Would you believe the first-known restaurant sale of brisket in Texas was not the smoked, fiery, and peppery-goodness BBQ staple we associate this cut of meat with today? Alternatively, per Texas Monthly, it was advertised in newspaper ads during the 1910s at Jewish delis in Greenville and El Paso.

Before becoming a staple at every barbecue restaurant in Texas, brisket was primarily eaten by Eastern Europeans and known as the more affordable meat option for a large portion of the population. In particular, brisket became a staple in Jewish culture, according to Kitchn. Learning how to take this inexpensive cut of meat and make it incredibly flavorful and tender by braising made it a traditional food option. In fact, during the holiday of Rosh Hashanah, brisket is one of the holiday foods the Jewish culture comes to expect on the table year after year.

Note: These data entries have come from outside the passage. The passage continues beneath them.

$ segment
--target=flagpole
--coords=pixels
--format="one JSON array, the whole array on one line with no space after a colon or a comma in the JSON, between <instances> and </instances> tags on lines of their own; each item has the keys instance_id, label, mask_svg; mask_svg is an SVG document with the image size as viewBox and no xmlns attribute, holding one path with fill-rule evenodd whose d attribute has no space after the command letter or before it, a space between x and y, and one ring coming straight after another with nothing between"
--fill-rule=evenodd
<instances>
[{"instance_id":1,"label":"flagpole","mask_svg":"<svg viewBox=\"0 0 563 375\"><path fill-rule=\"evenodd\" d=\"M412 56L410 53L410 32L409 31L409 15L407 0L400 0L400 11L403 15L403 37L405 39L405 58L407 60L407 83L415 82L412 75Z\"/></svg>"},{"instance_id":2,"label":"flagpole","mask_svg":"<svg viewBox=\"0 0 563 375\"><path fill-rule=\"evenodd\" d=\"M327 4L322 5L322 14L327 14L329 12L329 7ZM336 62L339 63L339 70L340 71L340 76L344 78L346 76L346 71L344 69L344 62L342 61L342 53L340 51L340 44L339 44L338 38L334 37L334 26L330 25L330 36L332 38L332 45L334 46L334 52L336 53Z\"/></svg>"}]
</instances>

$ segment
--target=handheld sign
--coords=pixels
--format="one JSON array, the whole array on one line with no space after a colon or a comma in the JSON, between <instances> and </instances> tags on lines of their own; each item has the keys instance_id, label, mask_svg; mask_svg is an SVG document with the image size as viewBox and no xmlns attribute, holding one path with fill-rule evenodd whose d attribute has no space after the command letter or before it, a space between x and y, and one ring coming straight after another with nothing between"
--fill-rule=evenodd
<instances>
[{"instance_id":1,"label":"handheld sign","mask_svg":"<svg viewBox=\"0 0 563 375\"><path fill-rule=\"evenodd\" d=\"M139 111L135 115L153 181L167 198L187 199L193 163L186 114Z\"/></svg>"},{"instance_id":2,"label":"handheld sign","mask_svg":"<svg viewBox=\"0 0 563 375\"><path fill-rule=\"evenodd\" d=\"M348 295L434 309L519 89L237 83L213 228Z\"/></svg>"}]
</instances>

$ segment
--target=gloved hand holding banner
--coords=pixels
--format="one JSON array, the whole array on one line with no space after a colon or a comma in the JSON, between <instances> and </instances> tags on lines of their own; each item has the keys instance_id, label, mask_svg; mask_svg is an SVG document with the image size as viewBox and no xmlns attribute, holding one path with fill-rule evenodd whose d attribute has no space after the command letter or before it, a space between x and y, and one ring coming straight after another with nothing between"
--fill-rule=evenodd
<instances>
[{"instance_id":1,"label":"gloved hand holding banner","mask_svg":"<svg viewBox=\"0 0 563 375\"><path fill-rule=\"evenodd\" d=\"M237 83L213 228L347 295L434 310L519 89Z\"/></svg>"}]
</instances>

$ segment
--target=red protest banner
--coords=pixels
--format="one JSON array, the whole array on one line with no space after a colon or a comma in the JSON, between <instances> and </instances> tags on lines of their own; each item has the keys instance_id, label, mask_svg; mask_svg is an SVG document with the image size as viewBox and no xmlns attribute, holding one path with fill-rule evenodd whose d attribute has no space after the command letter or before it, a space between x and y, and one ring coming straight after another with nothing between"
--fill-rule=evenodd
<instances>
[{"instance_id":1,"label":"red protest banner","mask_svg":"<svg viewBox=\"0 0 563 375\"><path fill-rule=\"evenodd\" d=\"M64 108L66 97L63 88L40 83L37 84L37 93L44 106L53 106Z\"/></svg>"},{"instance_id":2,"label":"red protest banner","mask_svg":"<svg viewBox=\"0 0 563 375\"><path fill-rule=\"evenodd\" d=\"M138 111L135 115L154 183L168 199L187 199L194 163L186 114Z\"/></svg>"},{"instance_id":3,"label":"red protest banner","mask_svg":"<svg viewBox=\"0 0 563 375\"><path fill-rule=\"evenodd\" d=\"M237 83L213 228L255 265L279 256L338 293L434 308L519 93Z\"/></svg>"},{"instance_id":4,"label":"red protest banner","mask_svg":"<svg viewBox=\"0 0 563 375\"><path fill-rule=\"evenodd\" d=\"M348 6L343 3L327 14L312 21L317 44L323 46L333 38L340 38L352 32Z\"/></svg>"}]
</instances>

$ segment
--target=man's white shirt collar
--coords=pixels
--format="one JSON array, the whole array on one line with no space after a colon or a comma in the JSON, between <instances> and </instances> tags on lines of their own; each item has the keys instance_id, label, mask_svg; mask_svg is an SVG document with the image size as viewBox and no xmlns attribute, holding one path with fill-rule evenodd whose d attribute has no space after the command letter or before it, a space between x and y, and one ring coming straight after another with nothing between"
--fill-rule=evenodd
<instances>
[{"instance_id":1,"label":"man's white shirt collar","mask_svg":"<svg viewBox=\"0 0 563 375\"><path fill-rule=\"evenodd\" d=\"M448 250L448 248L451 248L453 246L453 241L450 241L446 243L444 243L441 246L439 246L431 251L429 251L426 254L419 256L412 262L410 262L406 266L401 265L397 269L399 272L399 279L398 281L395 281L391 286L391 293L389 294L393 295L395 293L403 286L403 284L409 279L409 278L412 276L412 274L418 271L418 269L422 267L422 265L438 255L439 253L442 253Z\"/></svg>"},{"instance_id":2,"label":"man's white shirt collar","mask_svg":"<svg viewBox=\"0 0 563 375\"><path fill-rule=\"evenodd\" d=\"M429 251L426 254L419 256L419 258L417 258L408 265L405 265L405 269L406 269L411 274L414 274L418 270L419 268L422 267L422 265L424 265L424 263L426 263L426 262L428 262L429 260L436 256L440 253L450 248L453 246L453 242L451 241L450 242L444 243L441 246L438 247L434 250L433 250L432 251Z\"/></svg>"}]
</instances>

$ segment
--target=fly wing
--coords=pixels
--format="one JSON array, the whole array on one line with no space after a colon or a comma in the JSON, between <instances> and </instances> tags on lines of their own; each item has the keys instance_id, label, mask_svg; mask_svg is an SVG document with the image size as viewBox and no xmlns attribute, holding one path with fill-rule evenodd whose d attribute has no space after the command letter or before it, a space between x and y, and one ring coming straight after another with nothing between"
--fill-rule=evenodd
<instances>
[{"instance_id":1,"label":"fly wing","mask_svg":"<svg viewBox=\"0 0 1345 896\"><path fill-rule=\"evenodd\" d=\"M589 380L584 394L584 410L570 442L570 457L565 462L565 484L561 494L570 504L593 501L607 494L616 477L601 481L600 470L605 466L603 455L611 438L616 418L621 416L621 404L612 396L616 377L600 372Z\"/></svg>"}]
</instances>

So how did this Eastern European dish showcase its popularity in Texas? The answer is through immigration. As Food & Wine explains, Texas became a popular spot for Eastern European immigrants during the 1800s. As they moved homes over the Atlantic, they brought their traditional food and culture with them.

From deli-meat to smoked brisket BBQ

After Eastern Europeans made their way to the state of Texas, the immigrants and the local ranchers had something in common — they needed a cost-effective way to put food on the table. Thankfully, Texas had the most significant production of meat/cattle in the country (per Food & Wine). According to Texas Monthly, this is where they brought their two ideas together and harmonized over the brisket cut and the traditional cooking method of smoking meat.

It wasn't until the 1950s, though, that smoked beef brisket made its way onto the menus of traditional Texas barbecue joints. Black's Barbecue in Lockhart claims to be the first establishment to exclusively serve brisket to the public. Said pitmaster Edgar Black Jr., "When I first started selling brisket, there weren't half a dozen barbecue joints that sold it. Now, I bet you couldn't find half a dozen that don't sell it."

Now, brisket is synonymous with Texas barbecue, and it's incredible to think how this tender cut of meat has such a rich history and is today's beloved staple BBQ dish.